A ruptured 30-inch pipeline owned by Enbridge has released as much as one million gallons (3.7 million litres) of oil into the Kalamazoo river in southern Michigan. Dozens of residents have been evacuated along the river, and local officials have called for the evacuation of several dozen homes (to prevent residents from inhaling benzene) and for other residents to avoid drinking or cooking with well water. Containment efforts have been focused on keeping the oil from entering Lake Michigan, which the governor of Michigan warned would be a 'tragedy of historic proportions'. At the moment, federal EPA officials are declaring that the spill has been contained, well short of reaching Lake Michigan - an account challenged by at least one emergency response official.
Appearing to have taken notes from the B.P. debacle, Enbridge has intensified its cleanup efforts even as their CEO apologized for "the mess that we have made" and pledged to "spend whatever it takes" to clean the spill. Good words, but the company is taking a beating from politicians, with the governor of Michigan calling Enbridge's initial response "wholly inadequate" and the mayor of Chicago, in perhaps a bit of regional political grandstanding, calling for a criminal investigation.
While the exact cause is not yet known, there is ample documentation of the substantial concern that federal regulators had for corrosion and possible rupturing of the 41-year-old pipe. A critical question, and one that is sure to be a focus of subsequent investigations, is the apparent lag time between the first reports of a spill made by area residents, the confirmation of the spill by Enbridge, and the actual reporting of the spill by Enbridge. The Chicago Tribune reports that Enbridge may not have reported the spill until 12 hours after residents began reporting it.

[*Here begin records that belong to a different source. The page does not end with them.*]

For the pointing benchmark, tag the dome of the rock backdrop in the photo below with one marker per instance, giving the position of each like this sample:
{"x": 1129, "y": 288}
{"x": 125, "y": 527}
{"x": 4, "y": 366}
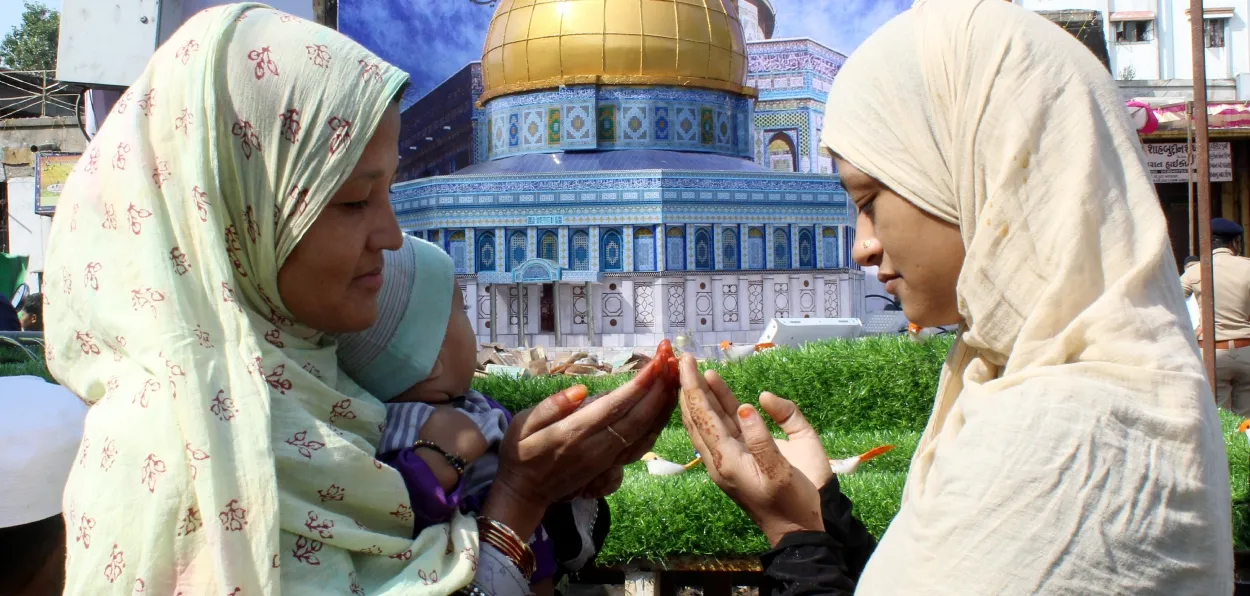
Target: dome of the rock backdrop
{"x": 616, "y": 171}
{"x": 543, "y": 44}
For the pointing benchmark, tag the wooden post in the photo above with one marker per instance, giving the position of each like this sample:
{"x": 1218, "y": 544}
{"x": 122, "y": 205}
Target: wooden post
{"x": 641, "y": 584}
{"x": 1198, "y": 49}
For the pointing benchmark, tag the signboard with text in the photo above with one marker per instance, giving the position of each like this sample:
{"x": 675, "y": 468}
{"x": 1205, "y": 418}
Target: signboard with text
{"x": 51, "y": 170}
{"x": 1168, "y": 163}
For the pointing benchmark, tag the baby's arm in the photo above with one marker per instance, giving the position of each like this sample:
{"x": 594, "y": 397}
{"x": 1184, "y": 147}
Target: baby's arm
{"x": 455, "y": 434}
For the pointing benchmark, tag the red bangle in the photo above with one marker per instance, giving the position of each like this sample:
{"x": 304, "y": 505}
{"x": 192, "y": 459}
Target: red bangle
{"x": 500, "y": 536}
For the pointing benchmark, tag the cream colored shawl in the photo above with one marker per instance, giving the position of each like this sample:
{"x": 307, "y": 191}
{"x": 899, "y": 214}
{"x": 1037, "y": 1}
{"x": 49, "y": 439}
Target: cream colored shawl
{"x": 224, "y": 452}
{"x": 1074, "y": 445}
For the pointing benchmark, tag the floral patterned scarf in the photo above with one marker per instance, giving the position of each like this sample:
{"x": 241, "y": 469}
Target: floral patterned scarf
{"x": 224, "y": 452}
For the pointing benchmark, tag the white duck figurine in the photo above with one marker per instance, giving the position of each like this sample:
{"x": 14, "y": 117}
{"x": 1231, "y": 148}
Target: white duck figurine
{"x": 659, "y": 466}
{"x": 735, "y": 352}
{"x": 850, "y": 465}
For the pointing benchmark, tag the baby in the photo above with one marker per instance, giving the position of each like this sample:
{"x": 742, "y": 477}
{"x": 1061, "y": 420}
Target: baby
{"x": 441, "y": 435}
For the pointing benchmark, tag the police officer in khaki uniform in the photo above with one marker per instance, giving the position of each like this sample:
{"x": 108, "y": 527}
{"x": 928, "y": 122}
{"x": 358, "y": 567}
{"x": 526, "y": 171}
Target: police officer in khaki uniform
{"x": 1231, "y": 315}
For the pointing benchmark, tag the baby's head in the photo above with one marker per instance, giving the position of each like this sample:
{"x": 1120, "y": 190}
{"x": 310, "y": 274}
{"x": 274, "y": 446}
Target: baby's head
{"x": 423, "y": 346}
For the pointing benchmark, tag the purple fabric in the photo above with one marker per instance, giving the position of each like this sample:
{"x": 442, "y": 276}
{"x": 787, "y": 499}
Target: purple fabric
{"x": 433, "y": 505}
{"x": 430, "y": 502}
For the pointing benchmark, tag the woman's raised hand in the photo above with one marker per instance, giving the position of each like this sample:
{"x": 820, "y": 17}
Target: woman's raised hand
{"x": 744, "y": 459}
{"x": 561, "y": 447}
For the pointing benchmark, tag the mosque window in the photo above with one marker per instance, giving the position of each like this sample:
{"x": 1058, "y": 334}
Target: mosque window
{"x": 675, "y": 249}
{"x": 580, "y": 243}
{"x": 515, "y": 250}
{"x": 459, "y": 251}
{"x": 703, "y": 249}
{"x": 644, "y": 249}
{"x": 829, "y": 246}
{"x": 549, "y": 246}
{"x": 611, "y": 253}
{"x": 485, "y": 251}
{"x": 729, "y": 248}
{"x": 806, "y": 249}
{"x": 755, "y": 248}
{"x": 781, "y": 154}
{"x": 780, "y": 249}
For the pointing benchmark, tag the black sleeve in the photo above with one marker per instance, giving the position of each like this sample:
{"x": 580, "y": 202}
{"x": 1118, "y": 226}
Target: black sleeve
{"x": 820, "y": 562}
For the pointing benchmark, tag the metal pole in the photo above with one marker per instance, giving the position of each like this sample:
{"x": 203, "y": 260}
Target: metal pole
{"x": 1198, "y": 49}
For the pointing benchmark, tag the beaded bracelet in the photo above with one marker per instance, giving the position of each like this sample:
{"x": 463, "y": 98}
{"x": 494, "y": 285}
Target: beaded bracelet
{"x": 455, "y": 461}
{"x": 508, "y": 542}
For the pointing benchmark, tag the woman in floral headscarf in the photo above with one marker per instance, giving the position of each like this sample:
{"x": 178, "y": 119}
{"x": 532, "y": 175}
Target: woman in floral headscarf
{"x": 230, "y": 213}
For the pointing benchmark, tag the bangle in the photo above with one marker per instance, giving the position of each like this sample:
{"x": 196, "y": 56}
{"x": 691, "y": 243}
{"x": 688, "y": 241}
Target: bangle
{"x": 455, "y": 461}
{"x": 508, "y": 542}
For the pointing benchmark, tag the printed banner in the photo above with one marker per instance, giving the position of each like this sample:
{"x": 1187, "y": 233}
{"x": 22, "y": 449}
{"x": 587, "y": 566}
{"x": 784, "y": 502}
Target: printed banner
{"x": 1168, "y": 161}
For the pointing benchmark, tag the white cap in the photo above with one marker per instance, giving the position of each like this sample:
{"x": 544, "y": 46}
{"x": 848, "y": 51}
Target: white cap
{"x": 40, "y": 430}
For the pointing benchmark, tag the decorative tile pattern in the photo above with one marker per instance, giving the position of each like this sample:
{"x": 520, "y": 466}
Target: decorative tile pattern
{"x": 755, "y": 301}
{"x": 676, "y": 305}
{"x": 723, "y": 129}
{"x": 554, "y": 126}
{"x": 614, "y": 305}
{"x": 534, "y": 136}
{"x": 808, "y": 300}
{"x": 513, "y": 306}
{"x": 661, "y": 123}
{"x": 606, "y": 126}
{"x": 580, "y": 305}
{"x": 644, "y": 305}
{"x": 729, "y": 302}
{"x": 579, "y": 126}
{"x": 703, "y": 304}
{"x": 781, "y": 300}
{"x": 831, "y": 298}
{"x": 580, "y": 258}
{"x": 688, "y": 125}
{"x": 484, "y": 306}
{"x": 635, "y": 125}
{"x": 706, "y": 126}
{"x": 514, "y": 130}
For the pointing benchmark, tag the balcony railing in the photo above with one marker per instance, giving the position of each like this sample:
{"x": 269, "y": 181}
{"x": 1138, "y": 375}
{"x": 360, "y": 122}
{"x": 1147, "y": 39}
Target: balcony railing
{"x": 36, "y": 93}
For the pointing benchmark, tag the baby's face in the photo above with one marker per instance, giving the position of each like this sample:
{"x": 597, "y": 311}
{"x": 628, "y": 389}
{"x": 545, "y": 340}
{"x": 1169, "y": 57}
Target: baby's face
{"x": 453, "y": 372}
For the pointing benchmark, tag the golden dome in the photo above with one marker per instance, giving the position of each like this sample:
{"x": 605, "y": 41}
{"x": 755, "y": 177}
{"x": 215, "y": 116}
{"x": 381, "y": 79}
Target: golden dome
{"x": 543, "y": 44}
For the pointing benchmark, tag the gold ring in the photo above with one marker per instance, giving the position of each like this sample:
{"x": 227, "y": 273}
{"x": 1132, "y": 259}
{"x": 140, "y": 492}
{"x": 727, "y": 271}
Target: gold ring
{"x": 618, "y": 435}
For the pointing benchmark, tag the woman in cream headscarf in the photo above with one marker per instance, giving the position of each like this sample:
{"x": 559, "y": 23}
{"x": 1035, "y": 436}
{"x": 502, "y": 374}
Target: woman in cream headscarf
{"x": 231, "y": 211}
{"x": 1074, "y": 446}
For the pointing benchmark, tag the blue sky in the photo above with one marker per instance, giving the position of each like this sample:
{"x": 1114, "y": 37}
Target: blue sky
{"x": 433, "y": 39}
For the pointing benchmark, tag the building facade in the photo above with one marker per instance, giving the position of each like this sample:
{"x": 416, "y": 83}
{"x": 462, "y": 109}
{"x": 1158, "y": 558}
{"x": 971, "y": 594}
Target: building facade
{"x": 625, "y": 190}
{"x": 1149, "y": 44}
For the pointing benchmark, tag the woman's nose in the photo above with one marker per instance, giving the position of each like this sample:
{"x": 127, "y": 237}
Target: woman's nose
{"x": 866, "y": 250}
{"x": 386, "y": 234}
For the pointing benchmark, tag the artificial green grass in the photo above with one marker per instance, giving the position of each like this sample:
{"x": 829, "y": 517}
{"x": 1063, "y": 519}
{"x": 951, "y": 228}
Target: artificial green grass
{"x": 860, "y": 394}
{"x": 884, "y": 382}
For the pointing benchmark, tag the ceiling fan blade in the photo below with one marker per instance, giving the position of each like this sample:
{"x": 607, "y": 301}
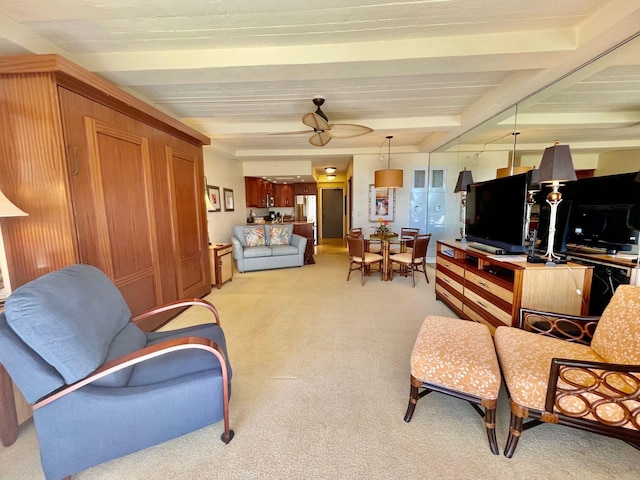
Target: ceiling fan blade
{"x": 348, "y": 130}
{"x": 320, "y": 139}
{"x": 296, "y": 132}
{"x": 316, "y": 122}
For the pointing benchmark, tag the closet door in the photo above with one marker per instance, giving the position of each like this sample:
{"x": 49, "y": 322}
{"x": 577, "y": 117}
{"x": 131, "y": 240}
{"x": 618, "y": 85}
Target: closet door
{"x": 125, "y": 246}
{"x": 188, "y": 223}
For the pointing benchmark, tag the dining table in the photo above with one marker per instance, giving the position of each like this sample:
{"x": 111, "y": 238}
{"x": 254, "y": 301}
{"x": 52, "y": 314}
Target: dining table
{"x": 386, "y": 242}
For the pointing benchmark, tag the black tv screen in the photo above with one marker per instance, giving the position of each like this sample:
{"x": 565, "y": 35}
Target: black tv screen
{"x": 496, "y": 212}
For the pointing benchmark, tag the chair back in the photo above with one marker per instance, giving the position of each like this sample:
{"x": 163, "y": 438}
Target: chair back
{"x": 420, "y": 245}
{"x": 409, "y": 232}
{"x": 617, "y": 336}
{"x": 355, "y": 245}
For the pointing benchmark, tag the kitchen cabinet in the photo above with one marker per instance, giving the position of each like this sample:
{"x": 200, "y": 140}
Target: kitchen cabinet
{"x": 283, "y": 195}
{"x": 306, "y": 189}
{"x": 106, "y": 179}
{"x": 484, "y": 288}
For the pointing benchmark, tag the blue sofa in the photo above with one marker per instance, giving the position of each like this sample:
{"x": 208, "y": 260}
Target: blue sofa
{"x": 267, "y": 246}
{"x": 101, "y": 387}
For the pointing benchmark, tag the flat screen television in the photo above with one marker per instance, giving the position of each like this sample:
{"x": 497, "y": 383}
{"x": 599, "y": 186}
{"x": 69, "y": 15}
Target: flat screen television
{"x": 496, "y": 212}
{"x": 604, "y": 226}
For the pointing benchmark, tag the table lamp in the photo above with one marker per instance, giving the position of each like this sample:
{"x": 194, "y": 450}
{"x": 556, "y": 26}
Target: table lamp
{"x": 465, "y": 178}
{"x": 556, "y": 167}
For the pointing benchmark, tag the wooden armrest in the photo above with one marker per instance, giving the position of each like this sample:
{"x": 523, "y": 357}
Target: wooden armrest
{"x": 572, "y": 328}
{"x": 139, "y": 356}
{"x": 601, "y": 384}
{"x": 177, "y": 304}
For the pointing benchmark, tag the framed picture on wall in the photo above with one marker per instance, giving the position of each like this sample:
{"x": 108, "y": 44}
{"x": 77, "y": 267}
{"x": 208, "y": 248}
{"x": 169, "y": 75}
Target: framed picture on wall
{"x": 213, "y": 193}
{"x": 382, "y": 204}
{"x": 228, "y": 199}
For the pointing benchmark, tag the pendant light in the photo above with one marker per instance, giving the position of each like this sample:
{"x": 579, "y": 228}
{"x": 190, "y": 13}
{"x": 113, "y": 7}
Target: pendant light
{"x": 388, "y": 178}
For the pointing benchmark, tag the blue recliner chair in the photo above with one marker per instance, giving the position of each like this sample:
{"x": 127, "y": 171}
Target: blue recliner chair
{"x": 100, "y": 387}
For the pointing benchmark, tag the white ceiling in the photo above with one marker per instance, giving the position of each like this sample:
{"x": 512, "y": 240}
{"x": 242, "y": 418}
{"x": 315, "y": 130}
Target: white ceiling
{"x": 424, "y": 71}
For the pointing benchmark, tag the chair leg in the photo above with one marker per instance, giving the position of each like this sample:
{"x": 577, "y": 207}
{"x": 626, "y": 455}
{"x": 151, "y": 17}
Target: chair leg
{"x": 490, "y": 424}
{"x": 413, "y": 398}
{"x": 515, "y": 430}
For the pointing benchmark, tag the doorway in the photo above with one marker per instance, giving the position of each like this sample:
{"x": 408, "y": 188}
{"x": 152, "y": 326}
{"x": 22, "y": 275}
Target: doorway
{"x": 332, "y": 216}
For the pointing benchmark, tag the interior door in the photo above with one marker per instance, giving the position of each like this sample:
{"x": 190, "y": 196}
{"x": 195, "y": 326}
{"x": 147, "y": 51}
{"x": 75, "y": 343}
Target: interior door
{"x": 332, "y": 216}
{"x": 188, "y": 223}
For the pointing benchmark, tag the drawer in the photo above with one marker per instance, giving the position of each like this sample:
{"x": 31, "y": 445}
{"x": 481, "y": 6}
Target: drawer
{"x": 456, "y": 302}
{"x": 449, "y": 265}
{"x": 487, "y": 306}
{"x": 489, "y": 286}
{"x": 443, "y": 277}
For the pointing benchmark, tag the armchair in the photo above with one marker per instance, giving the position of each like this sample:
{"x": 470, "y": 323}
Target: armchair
{"x": 100, "y": 387}
{"x": 587, "y": 377}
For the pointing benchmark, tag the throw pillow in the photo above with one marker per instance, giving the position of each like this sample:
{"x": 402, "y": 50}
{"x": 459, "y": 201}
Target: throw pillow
{"x": 279, "y": 236}
{"x": 254, "y": 236}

Perhaps most damaging to Enbridge, however, is the heat of the media's spotlight. The company's history of regulatory issues is being dissected and parsed in broad daylight, with pieces like that by the Associated Press detailing some of Enbridge's recent mishaps and misdeeds. The reality of the spill, Enbridge's apparently less-than-satisfactory response to it, and the public airing of Enbridge's regulatory dirty laundry is giving people here in B.C. even more reason to push back against the proposed Northern Gateway pipeline.
The spill - which is being described as one of the largest in the history of the midwestern U.S. - will take months to clean up, according to government officials.
Remember this when Enbridge comes knocking here in B.C., folks.